Halihazırda Amerika Birleşik Devletleri’nde, ileride “İkinci McCarthyizm Dönemi” olarak adlandırılacak olaylar peşi sıra yaşanıyor. Yalnızca bir örnekle iktifa edeceğim. Geçtiğimiz hafta, ABD’de yaşanan bir olay, modern cadı avlarının ne kadar ileri gidebileceğini gösterdi. 25 Mart Salı günü, Fulbright bursuyla Tufts Üniversitesi Çocuk Çalışmaları ve İnsan Gelişimi Bölümü’nde doktora çalışmalarını sürdüren Rümeysa Öztürk iftar için arkadaşlarıyla buluşmaya giderken maskeli ve sivil giyimli ajanlar tarafından kaçırıldı. Kendilerini polis olarak tanıtan bu kişilerin polis olduklarına yönelik ne üzerlerinde ne de araçlarında herhangi bir emare yoktu. Rümeysa ile birlikte olaya şahit olan görgü tanıkları da şu haklı soruları sordular: Bu bir kaçırma olayı mı? Kolluk kuvveti olduğunuzu nereden bilebiliriz?

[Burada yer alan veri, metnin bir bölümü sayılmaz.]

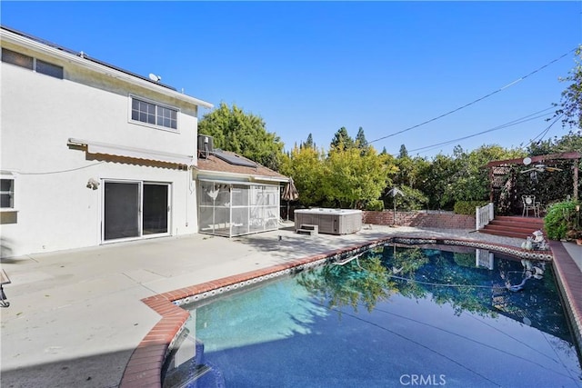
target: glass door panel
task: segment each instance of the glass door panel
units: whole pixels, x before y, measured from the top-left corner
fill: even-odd
[[[144,184],[144,234],[168,232],[168,185]]]
[[[104,240],[137,237],[139,184],[105,183]]]

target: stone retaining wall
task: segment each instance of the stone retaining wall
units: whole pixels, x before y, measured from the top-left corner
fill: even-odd
[[[452,213],[396,212],[395,223],[393,211],[364,211],[362,212],[362,224],[443,229],[475,229],[475,216]]]

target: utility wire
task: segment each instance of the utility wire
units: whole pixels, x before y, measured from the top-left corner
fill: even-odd
[[[515,80],[515,81],[513,81],[513,82],[511,82],[511,83],[509,83],[509,84],[506,85],[505,86],[500,87],[499,89],[496,90],[495,92],[491,92],[491,93],[489,93],[488,95],[484,95],[484,96],[482,96],[482,97],[479,97],[479,98],[477,98],[477,100],[471,101],[471,102],[470,102],[470,103],[468,103],[468,104],[464,104],[464,105],[461,105],[461,106],[459,106],[459,107],[457,107],[457,108],[456,108],[456,109],[453,109],[453,110],[451,110],[451,111],[448,111],[448,112],[447,112],[446,114],[440,114],[440,115],[436,116],[436,117],[433,117],[433,118],[431,118],[431,119],[429,119],[429,120],[426,120],[426,121],[422,122],[422,123],[420,123],[420,124],[416,124],[416,125],[409,126],[408,128],[405,128],[405,129],[403,129],[403,130],[401,130],[401,131],[395,132],[394,134],[386,134],[386,136],[378,137],[378,138],[377,138],[377,139],[376,139],[376,140],[369,141],[369,142],[367,142],[367,144],[372,144],[372,143],[378,142],[378,141],[380,141],[380,140],[387,139],[388,137],[396,136],[396,134],[404,134],[405,132],[408,132],[408,131],[410,131],[410,130],[412,130],[412,129],[418,128],[419,126],[425,125],[425,124],[428,124],[428,123],[432,123],[432,122],[436,121],[436,120],[438,120],[438,119],[441,119],[441,118],[443,118],[443,117],[445,117],[445,116],[447,116],[447,115],[449,115],[449,114],[454,114],[454,113],[456,113],[456,112],[458,112],[458,111],[460,111],[461,109],[467,108],[467,106],[470,106],[470,105],[472,105],[472,104],[474,104],[478,103],[479,101],[483,101],[483,100],[485,100],[486,98],[488,98],[488,97],[490,97],[490,96],[492,96],[492,95],[497,95],[497,93],[499,93],[499,92],[501,92],[501,91],[503,91],[503,90],[505,90],[505,89],[507,89],[507,88],[508,88],[508,87],[510,87],[510,86],[513,86],[514,85],[516,85],[516,84],[517,84],[517,83],[519,83],[519,82],[521,82],[521,81],[525,80],[526,78],[527,78],[527,77],[529,77],[529,76],[531,76],[531,75],[535,75],[536,73],[537,73],[537,72],[539,72],[539,71],[541,71],[541,70],[545,69],[546,67],[549,66],[550,65],[552,65],[552,64],[554,64],[554,63],[556,63],[556,62],[559,61],[560,59],[562,59],[562,58],[566,57],[567,55],[570,55],[571,53],[575,52],[577,49],[577,47],[573,48],[572,50],[570,50],[570,51],[568,51],[567,53],[566,53],[566,54],[564,54],[564,55],[560,55],[559,57],[557,57],[557,58],[554,59],[553,61],[550,61],[550,62],[548,62],[547,64],[544,65],[543,66],[541,66],[541,67],[539,67],[539,68],[537,68],[537,69],[534,70],[533,72],[531,72],[531,73],[529,73],[529,74],[527,74],[527,75],[524,75],[524,76],[521,76],[521,77],[517,78],[517,80]]]
[[[527,114],[526,116],[520,117],[518,119],[515,119],[515,120],[510,121],[508,123],[502,124],[500,125],[495,126],[493,128],[489,128],[489,129],[487,129],[485,131],[477,132],[477,134],[469,134],[469,135],[467,135],[467,136],[463,136],[463,137],[458,137],[458,138],[453,139],[453,140],[447,140],[446,142],[437,143],[437,144],[431,144],[431,145],[426,145],[426,146],[420,147],[420,148],[415,148],[415,149],[410,150],[409,152],[429,151],[431,149],[436,148],[436,147],[441,146],[441,145],[447,145],[447,144],[450,144],[452,143],[458,142],[460,140],[469,139],[471,137],[478,136],[479,134],[487,134],[489,132],[498,131],[499,129],[507,128],[508,126],[513,126],[513,125],[517,125],[518,124],[523,124],[523,123],[527,123],[528,121],[536,120],[536,119],[547,116],[548,114],[548,113],[547,111],[551,110],[551,109],[553,109],[553,108],[543,109],[541,111],[533,113],[531,114]],[[546,112],[546,113],[544,113],[544,112]]]
[[[537,134],[536,137],[534,137],[533,139],[531,139],[531,140],[530,140],[530,143],[531,143],[531,144],[533,144],[533,143],[536,143],[536,142],[541,142],[541,141],[542,141],[542,139],[544,138],[544,136],[546,136],[546,134],[547,134],[547,133],[549,132],[549,129],[550,129],[552,126],[554,126],[554,124],[555,124],[556,123],[557,123],[557,121],[558,121],[559,119],[561,119],[563,115],[564,115],[564,114],[560,114],[560,115],[558,115],[557,117],[556,117],[556,120],[554,120],[554,121],[552,122],[552,124],[550,124],[549,125],[547,125],[547,127],[546,129],[544,129],[544,130],[543,130],[539,134]]]

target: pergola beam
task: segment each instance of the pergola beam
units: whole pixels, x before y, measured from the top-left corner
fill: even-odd
[[[538,156],[530,156],[531,163],[537,162],[544,162],[547,160],[556,160],[556,159],[580,159],[582,154],[578,152],[573,151],[570,153],[562,153],[562,154],[551,154],[547,155],[538,155]],[[523,164],[524,158],[517,159],[507,159],[507,160],[494,160],[493,162],[487,163],[487,167],[494,167],[496,165],[504,165],[504,164]]]

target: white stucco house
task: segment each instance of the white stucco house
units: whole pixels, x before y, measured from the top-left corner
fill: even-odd
[[[213,105],[0,33],[2,256],[197,233],[197,116]]]

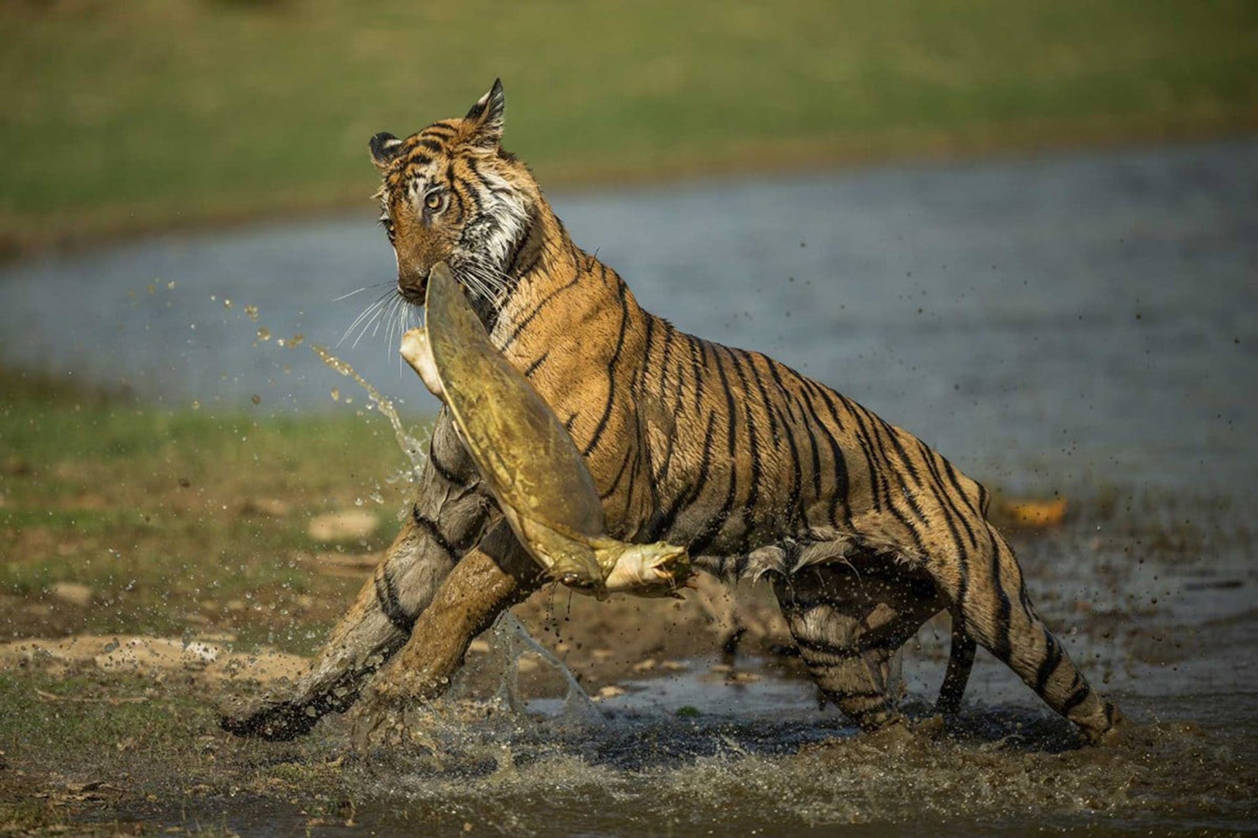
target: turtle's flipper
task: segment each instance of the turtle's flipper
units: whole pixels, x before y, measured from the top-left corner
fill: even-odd
[[[433,360],[433,347],[428,342],[428,331],[423,328],[408,330],[401,336],[401,356],[413,370],[419,372],[428,391],[445,401],[445,389],[442,386],[442,376],[437,374],[437,362]]]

Polis olduklarını söyleyen bu şahısların polis olmadıkları, göçmen birimi personeli (ICE) oldukları ortaya çıktı. Üstelik yasal oturum izni bulunan birine karşı bu birimin olaya müdahalesi görülmüş bir şey de değildi. Yasadışı şekilde Amerika Birleşik Devletleri’nde bulunanların bile haydut kılığındaki kamu görevlilerince alıkonulmasının örneği, Amerika Birleşik Devletleri tarihinde yalnızca üç kez vuku bulmuş: 1832 yılında ve Birinci ve İkinci Dünya Savaşları dönemlerinde. Tarih boyunca toplamda üç kez gerçekleştirilen bu uygulama, Trump’ın ticaret savaşları ile yetinmeyeceğine ilişkin ipuçları vermesi açısından da önem arz ediyor.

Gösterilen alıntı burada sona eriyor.